NTC leaders were cagey about plans for that, not wishing to see the grave become a rallying point for residual loyalists.

Speaking later yesterday, members of the military council in Misurata repeated earlier proposals that Col Gaddafi would be buried in a secret location, but insisted that no decision had yet been taken on that.

Question marks remained over how Col Gaddafi met his end after NTC fighters hauled him out of a culvert where he was hiding, with several videos showing him still alive at that point.

Footage showed the former dictator, his face half-covered in blood, being dragged towards a vehicle by a delirious crowd and forced onto the bonnet.

Those at the front, pushed and shook him, pulled him by the hair and hit him, with him appearing at one point as if he were trying to speak out.

Subsequent footage showed him being hauled off the vehicle, still very much alive, and hustled through the screaming crowd, before sight of him was lost in the crush, and the crackle of gunfire was heard.

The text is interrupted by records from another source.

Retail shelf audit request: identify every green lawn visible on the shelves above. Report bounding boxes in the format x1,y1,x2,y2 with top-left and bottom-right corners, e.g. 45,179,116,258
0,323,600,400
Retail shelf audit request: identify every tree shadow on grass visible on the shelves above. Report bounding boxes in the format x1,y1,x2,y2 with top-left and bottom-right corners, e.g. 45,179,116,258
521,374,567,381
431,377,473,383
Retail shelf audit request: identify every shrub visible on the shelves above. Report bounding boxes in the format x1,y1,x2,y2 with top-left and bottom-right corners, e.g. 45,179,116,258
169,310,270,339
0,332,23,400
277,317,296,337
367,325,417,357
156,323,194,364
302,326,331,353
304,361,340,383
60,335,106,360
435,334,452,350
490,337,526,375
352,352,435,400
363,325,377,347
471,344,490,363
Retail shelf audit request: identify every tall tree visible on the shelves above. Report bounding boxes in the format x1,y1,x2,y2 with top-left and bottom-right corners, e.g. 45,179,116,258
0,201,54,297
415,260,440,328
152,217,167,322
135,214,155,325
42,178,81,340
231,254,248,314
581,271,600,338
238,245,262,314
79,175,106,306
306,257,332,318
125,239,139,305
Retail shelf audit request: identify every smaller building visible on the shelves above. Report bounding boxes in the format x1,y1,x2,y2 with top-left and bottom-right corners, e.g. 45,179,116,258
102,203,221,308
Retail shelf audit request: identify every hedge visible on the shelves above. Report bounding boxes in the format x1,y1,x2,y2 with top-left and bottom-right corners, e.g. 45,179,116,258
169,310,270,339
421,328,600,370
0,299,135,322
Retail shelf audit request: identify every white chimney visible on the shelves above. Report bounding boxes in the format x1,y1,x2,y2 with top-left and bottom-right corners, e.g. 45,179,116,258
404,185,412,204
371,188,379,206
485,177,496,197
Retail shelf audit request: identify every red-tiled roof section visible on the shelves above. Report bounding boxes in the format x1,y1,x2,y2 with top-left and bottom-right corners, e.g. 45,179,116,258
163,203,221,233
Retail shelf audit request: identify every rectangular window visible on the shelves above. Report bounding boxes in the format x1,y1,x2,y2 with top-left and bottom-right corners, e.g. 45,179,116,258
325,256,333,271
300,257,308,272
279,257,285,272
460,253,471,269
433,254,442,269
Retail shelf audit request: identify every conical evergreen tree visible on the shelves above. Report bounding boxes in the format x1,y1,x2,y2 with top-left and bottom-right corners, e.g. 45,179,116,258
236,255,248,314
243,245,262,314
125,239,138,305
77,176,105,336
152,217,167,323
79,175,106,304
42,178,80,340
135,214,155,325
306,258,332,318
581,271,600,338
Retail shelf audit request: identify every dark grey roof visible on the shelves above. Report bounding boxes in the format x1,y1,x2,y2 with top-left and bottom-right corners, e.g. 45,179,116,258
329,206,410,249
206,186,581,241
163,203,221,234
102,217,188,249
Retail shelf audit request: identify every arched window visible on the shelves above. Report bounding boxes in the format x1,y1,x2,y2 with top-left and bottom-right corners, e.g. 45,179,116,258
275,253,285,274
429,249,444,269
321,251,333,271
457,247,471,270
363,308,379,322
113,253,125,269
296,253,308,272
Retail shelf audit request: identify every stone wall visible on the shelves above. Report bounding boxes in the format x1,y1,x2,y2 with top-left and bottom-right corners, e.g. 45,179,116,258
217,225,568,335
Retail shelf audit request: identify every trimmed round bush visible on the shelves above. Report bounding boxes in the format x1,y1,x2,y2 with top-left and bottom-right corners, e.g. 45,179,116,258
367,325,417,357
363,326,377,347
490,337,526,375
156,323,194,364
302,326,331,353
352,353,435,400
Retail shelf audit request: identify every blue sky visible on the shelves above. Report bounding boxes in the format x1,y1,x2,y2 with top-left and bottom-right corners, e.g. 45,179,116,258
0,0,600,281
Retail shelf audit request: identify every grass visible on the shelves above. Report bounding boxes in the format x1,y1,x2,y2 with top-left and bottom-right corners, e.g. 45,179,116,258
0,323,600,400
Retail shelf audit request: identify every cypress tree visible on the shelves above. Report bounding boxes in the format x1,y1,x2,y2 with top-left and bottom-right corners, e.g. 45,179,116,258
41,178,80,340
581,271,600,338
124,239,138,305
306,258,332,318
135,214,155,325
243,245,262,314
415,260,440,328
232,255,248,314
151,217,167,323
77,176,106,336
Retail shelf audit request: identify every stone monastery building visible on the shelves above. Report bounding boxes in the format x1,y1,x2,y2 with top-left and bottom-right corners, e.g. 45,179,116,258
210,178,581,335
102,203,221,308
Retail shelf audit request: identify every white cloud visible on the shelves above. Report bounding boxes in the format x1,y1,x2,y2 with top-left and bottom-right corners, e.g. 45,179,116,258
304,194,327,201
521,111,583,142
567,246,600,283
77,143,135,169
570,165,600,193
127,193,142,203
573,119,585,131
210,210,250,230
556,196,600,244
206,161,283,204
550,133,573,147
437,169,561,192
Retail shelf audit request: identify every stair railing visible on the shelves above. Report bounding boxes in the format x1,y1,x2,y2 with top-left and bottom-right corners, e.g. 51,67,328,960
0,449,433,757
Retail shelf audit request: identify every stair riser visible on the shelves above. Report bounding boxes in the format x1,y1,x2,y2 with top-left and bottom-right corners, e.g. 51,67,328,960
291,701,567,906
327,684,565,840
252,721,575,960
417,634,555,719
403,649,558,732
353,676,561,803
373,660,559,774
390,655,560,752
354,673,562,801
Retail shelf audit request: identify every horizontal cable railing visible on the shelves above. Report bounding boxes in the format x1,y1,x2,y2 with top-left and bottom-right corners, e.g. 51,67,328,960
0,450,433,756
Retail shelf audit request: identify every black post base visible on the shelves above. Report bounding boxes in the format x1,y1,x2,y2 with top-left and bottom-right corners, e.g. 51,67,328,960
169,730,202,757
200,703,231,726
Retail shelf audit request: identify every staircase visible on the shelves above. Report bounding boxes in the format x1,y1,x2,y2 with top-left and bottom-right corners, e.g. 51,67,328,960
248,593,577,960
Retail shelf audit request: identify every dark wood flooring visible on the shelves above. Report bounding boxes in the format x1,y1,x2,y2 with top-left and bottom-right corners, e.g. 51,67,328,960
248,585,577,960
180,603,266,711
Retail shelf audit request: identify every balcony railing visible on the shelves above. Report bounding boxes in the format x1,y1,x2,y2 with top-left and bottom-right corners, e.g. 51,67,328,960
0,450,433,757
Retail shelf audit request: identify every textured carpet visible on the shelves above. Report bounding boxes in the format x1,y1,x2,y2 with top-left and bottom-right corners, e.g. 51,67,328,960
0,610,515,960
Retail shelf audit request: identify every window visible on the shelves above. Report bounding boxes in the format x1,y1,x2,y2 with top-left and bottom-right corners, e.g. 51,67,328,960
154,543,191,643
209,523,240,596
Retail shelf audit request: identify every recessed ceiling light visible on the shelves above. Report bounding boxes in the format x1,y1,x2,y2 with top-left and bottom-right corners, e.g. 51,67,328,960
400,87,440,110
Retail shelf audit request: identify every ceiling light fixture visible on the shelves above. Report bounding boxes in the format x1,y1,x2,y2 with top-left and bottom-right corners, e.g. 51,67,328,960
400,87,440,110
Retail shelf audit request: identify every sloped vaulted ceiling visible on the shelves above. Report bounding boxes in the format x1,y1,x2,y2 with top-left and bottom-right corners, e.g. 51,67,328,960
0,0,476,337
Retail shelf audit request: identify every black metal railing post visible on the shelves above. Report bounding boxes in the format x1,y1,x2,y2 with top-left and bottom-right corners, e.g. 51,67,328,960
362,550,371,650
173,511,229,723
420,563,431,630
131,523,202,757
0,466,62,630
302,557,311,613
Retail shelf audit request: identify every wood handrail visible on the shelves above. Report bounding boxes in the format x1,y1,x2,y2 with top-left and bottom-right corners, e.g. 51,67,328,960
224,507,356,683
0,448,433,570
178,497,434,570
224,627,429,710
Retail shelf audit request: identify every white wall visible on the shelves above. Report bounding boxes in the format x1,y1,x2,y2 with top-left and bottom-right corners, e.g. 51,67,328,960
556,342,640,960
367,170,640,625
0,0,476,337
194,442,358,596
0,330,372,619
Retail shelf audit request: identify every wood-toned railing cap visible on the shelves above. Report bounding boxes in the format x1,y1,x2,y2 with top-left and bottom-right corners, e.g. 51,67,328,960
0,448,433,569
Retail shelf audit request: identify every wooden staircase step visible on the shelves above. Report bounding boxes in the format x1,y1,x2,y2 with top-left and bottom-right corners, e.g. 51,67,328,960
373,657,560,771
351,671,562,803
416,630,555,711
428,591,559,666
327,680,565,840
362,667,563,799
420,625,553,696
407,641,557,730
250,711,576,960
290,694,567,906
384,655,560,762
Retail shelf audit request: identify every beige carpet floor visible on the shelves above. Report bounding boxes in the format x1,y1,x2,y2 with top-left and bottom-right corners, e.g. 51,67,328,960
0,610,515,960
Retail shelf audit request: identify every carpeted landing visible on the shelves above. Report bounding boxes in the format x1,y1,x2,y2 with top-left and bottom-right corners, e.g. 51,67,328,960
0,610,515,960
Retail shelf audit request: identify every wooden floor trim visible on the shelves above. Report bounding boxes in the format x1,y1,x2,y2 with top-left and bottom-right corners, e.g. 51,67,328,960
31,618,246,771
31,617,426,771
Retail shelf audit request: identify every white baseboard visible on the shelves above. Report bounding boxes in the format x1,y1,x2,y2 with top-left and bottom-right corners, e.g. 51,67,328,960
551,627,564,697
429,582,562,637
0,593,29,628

NTC leaders are adamant he was shot in the head when he was caught “in crossfire” between his supporters and new regime fighters soon after his capture.

“There have been rumours flying around since the killing of Gaddafi, after images were released, claiming that our revolutionaries slaughtered him,” a senior NTC official said.

“No instructions were given to kill Gaddafi, and we do not believe our revolutionaries intentionally killed him.”

But in Moscow, Russian Foreign Minister Sergei Lavrov said the “way his death happened poses an entire number of questions,” and called for a probe.